Of course, origami is the tiniest tip of the iceberg of engineering that needed to be carried out to develop lenses, hinges, assembly and alignment, support, et cetera. Many design issues arise only after you get into the nitty-gritty of building something real, and so the Livermore team set out to do exactly that. With funding from LLNL and DARPA, over the course of a year, the Eyeglass team built a 5-meter prototype to test out the folding structure and the ability to build and assemble the individual facets of the lens into a complete folding structure.

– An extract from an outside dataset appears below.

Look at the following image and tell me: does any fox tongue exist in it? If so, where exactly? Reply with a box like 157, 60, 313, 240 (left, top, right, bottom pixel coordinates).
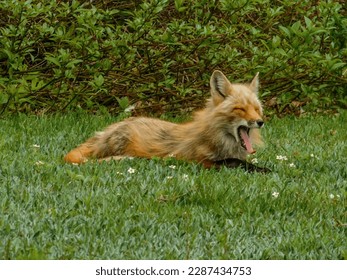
240, 128, 255, 154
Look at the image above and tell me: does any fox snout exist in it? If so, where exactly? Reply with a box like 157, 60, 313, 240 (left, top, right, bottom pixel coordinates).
248, 119, 264, 128
255, 120, 264, 128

The figure at the top of the page shows the completed 5-meter prototype (behind the author). The lens was tested by hanging it in the rig shown and firing an expanded laser beam at it from about 100 meters away, then examining the focal spot at a similar distance on the other side. Although the first prototype was not built with diffraction-limited components to reduce cost, it worked and performed as predicted. The next phase of work at LLNL was to be further analysis and evaluating alternate segmenting strategies, as well as looking at scaling to even larger sizes. Anyone for a kilometer?


I say future work “was to be” because subsequent work was not funded—at least, not as far as I know. And why make that qualification? Well, there’s two directions such a telescope can point: it can look up; and it can look down. Those folks who were interested in the down-looking versions certainly wouldn’t be telling the local origami consultant about any further development. But next time you look into the night sky, if you see a twinkle that doesn’t seeem to be in the right place, look hard: it just might be a bit of origami looking back at you!*


For further description of the Eyeglass, see the LLNL Diffractive Optics Group web page.



*That’s a joke. You wouldn’t actually be able to see it.